The War on Truth Reaches Its Climax
by Paul Krugman,
Trump is telling two big lies, and a third will come soon.
I began writing a column for The Times way back in 2000. My beat was supposed to be economics and business. But I couldn’t help noticing that one of that year’s contenders for the presidency was systematically making false claims about his policy proposals. George W. Bush kept insisting that his one-percent-friendly tax cuts were targeted on the middle class, and his plan to privatize Social Security just wished away the system’s obligations to older Americans. At the time, however, my editors told me that it wasn’t acceptable to use the word “lie” when writing about presidential candidates. By now, though, most informed observers have, I think, finally decided that it’s OK to report the fact that Donald Trump lies constantly. Many of the lies are trivial, often bizarrely so, like Trump’s repeated claims to have received an award that doesn’t even exist. But the president has closed out this year’s campaign with two huge, dangerous lies — and there’s every reason to fear that this week he will roll out a third big lie, perhaps even more dangerous than the first two.
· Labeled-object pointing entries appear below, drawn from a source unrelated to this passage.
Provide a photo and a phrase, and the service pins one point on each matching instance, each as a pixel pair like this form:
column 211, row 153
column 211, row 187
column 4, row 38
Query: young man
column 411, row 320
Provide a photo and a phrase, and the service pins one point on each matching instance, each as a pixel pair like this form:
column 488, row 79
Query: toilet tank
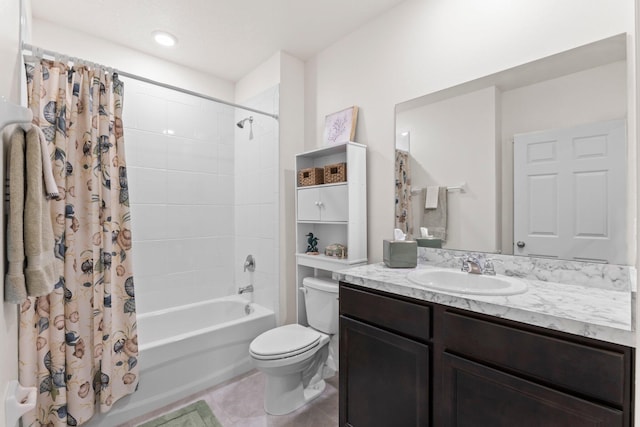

The first big lie is the claim that America is being menaced by hordes of “rioters, looters, arsonists, gun-grabbers, flag-burners, Marxists.” Anyone who walks around the “anarchist jurisdictions” of New York or Seattle can see with their own eyes that nothing like this is happening. And the data bear out the obvious. One systematic study found that the summer’s Black Lives Matter protests were overwhelmingly peaceful, and that “most of the violence that did take place was, in fact, directed against the B.L.M. protesters.” Oh, and Trump keeps claiming that Joe Biden won’t condemn the small amount of violence that has actually happened — when Biden has, in fact, done exactly that. So Trump wants Americans to be terrified of a menace that exists only in his imagination. At the same time, he wants us to ignore the very real menace of Covid-19.